В дверь вломилось несколько человек. Степан шумно вздохнул:
— Ох-х!
Потом он закричал, как кричал всегда:
— Все в порядке! Алешенька, милый ты мой! Красавец ты мой, Алешка! Да мы ж думали…
Он облапил Алешу, сжимал его, хрипел:
— Ох, и молодец же ты!
— Да ты скажи, как там?
— Все кончено! Все в порядке! Расскажу, постой! Дай-ка гляну, что с этим…
Он взял лампочку в руки, наклонился. Несколько человек наклонилось рядом с ним:
— Готов… господин полковник!
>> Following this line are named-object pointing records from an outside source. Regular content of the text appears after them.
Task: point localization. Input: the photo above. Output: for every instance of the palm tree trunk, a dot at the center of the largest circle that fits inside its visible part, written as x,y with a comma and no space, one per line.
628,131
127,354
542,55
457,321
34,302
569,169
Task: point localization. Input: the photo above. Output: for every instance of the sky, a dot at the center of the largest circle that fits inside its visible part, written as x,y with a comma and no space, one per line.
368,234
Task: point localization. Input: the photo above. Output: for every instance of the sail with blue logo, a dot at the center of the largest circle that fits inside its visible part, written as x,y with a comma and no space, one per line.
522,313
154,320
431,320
А жаль… с оружием в руках помер! Не стоит он того.
Так впервые за несколько сотен лет наш город принял участие в исторических событиях. События только начинались. Через две недели отряд Красной гвардии был вызван в губернию, там началось формирование большой части.
Провожали Красную гвардию отцы, матери, жены и дочери. И Семен Максимович устроил у себя в хате маленькие проводы. И на проводах сказал сыну:
— Ну, Алексей, значит, все как нужно. Я думаю, учить тебя нечего.
Василиса Петровна, только когда сын уходил уже на станцию, положила руки на его плечи: — Ну, счастливо тебе, Алешенька. Не один идешь, с народом. А ты не беспокойся: мы поплачем, да и утрем слезы — обратно ждать будем.
К отходу поезда большое волнение прошло по Костроме. Девушки много пережили в этот день, а все-таки на станции и шутили и вспоминали постановку «Ревизора» неделю назад. У Степана не закрывался рот от болтовни и разных мудрых высказываний. И теперь главным объектом его педагогической заботы стал капитан. А капитану было некогда: вместе с отрядом отправлялись в губернию его две трехдюймовки.
Поезд тронулся, на перроне кричали и размахивали руками и шапками, и улыбалась Нина. Нина — это счастье, счастье оставалось на Костроме, но и поезд уходил в те стороны, где разгоралась борьба тоже за счастье.
Примечания
1
Пиджаками. (Здесь и далее подстрочные замечания авторские).